Is it me or does it feel like just when you’ve got your groove figured out, just when you’re in some kind of organic flow with life’s energy, you get thrown a cuve ball?
Pretty much everything around here came to a halt this week as Daisy and I learn how to manage her broken toe and bandaged metal splint. They sent her home from the vet’s on Thursday after a day of anasthesia and morphine. In the morning she hopped in on her three good legs, tail wagging, her favorite toy “Squeak” proudly in her mouth. She happily followed the vet tech in and didn’t even glance back.
When I picked her up later that afternoon, she was drooling, goopy-eyed, disoriented, and afraid of her bandaged hind leg.
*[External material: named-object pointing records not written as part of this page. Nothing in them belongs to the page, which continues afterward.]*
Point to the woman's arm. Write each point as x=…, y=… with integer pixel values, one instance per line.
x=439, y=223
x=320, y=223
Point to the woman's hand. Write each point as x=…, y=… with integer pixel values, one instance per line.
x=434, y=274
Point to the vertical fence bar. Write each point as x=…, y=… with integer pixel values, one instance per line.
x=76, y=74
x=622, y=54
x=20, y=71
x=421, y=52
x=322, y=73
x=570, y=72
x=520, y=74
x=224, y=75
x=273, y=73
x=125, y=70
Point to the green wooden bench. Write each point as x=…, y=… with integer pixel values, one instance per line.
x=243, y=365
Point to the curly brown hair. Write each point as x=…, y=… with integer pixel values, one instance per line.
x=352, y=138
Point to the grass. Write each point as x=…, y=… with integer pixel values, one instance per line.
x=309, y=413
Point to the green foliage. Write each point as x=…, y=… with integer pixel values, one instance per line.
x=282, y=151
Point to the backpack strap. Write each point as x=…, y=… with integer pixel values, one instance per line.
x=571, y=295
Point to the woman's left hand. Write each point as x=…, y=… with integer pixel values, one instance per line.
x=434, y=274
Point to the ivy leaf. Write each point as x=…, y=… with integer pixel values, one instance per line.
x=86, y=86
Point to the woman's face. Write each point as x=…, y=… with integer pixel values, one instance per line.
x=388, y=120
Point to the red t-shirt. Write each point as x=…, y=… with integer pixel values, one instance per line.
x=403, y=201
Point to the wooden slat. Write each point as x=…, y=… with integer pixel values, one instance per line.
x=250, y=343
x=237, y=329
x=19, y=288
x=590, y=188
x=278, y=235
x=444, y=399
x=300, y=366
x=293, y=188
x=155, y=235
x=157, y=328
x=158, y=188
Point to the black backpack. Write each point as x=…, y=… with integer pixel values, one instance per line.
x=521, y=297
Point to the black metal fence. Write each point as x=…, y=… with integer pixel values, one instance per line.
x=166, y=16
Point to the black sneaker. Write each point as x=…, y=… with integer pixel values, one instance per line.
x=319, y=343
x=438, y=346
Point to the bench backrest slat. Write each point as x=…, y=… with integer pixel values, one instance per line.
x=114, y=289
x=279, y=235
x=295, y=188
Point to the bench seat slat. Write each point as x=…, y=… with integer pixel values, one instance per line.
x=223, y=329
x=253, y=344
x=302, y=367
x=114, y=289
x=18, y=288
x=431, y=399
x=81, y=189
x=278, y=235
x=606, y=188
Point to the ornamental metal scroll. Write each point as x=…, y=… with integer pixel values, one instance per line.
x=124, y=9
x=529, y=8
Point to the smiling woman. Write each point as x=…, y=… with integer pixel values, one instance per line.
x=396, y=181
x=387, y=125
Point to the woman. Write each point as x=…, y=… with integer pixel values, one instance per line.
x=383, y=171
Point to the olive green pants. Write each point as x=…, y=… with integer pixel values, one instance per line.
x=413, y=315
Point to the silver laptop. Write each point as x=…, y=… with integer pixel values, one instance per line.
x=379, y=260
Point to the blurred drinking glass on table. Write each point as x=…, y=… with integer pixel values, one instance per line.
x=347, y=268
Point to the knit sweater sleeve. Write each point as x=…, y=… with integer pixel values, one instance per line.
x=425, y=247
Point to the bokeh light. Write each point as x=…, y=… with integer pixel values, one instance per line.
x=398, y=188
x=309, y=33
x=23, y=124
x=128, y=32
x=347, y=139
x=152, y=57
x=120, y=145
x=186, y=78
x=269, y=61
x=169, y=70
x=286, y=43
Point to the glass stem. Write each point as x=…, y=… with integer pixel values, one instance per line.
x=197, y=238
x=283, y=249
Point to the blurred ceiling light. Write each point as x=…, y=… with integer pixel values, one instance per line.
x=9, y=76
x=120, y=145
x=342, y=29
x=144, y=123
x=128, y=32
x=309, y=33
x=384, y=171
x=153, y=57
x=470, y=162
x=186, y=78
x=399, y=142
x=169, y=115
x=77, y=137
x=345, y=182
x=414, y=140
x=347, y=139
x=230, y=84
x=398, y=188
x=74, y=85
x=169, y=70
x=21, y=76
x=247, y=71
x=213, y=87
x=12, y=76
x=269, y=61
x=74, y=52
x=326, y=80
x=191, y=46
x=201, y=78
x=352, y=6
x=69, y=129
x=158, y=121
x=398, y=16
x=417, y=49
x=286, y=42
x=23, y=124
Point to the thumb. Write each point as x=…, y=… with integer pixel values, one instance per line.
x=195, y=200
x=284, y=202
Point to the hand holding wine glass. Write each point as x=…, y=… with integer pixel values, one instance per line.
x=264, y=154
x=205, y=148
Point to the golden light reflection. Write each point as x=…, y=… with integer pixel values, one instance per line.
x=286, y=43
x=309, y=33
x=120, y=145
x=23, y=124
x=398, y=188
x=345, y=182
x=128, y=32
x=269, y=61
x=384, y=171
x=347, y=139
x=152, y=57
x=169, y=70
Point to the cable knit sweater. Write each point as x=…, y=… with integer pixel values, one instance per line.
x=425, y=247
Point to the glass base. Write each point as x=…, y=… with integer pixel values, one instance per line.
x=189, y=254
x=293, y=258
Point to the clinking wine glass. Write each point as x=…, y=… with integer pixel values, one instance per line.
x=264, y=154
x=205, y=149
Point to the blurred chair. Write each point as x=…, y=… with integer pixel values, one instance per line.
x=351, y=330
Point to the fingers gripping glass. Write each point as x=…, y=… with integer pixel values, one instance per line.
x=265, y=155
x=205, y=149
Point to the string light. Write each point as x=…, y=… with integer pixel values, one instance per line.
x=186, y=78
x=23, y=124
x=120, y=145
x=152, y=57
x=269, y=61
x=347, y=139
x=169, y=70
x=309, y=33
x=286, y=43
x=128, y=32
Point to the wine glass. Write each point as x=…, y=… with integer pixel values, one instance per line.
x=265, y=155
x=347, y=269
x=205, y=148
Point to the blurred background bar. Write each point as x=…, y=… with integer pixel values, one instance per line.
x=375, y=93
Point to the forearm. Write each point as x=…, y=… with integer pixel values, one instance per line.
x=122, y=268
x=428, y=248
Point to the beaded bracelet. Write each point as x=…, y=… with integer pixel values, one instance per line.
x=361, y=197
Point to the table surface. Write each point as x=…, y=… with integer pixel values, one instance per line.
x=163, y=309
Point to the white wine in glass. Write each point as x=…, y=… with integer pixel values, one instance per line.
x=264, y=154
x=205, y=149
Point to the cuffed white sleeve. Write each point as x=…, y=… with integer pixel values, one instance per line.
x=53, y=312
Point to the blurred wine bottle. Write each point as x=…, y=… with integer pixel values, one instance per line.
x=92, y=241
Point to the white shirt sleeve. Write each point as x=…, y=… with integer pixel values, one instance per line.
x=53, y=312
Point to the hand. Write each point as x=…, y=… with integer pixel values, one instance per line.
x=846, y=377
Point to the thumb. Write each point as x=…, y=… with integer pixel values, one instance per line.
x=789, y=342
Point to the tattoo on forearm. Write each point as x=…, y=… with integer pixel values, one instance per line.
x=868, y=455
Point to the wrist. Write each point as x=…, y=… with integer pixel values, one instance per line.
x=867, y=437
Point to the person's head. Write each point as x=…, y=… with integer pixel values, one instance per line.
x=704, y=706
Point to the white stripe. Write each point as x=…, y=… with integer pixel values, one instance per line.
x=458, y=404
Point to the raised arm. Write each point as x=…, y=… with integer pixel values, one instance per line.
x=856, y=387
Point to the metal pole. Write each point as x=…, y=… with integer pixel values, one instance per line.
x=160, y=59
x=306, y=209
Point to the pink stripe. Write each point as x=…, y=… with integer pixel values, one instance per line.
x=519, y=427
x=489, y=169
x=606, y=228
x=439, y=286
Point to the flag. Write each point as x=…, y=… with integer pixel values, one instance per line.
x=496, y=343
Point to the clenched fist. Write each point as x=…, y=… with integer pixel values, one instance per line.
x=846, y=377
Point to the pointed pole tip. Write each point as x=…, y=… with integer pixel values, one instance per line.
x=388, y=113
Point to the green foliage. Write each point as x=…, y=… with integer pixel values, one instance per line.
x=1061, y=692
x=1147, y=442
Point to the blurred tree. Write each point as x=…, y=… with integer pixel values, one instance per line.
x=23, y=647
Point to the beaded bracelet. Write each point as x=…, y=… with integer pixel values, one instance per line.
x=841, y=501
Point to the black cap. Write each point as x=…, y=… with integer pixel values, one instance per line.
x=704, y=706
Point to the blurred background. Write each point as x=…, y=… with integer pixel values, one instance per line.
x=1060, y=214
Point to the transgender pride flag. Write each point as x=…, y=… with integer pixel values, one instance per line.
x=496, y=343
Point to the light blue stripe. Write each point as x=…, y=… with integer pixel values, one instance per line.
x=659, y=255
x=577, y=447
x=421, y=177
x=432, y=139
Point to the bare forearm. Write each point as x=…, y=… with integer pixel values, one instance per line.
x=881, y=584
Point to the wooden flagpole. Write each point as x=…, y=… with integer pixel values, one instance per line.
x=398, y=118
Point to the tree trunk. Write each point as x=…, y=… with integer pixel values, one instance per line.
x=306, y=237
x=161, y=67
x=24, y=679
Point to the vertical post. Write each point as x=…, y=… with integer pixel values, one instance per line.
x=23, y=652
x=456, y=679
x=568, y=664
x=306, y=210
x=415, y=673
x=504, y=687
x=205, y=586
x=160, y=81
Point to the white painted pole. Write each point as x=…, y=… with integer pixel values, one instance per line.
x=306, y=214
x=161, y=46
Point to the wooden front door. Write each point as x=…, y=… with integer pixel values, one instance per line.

To make matters worse, they’d put on one of those ridiculous plastic elizabethan collers around her neck. it was the size of a large lampshade and kept getting caught on the ground. It was painful to watch.
Fast-forward 24 hours: Momma removed that f-ing lampshade, taught Daisy not to even think about licking her leg (I put a fuzzy fleece sock over the whole thing), the drugs are out of her system, and my girl’s back in the business of her usual sweet lovin’ self. We’re even learning how to heel using the gentle leader harness sysetm. I’d say we’re making great progress on all fronts. Yesterday I took her to school with me and she did beautifully. I even managed to crate her for an hour and go for a run.
It took me a number of years to learn how to live alone , but by now I’m fully comfortable and happy in my own routine. And then along came Daisy. My challenge now is learning how to make room for others and my sweet girl’s already teaching me how one hobbled step at a time.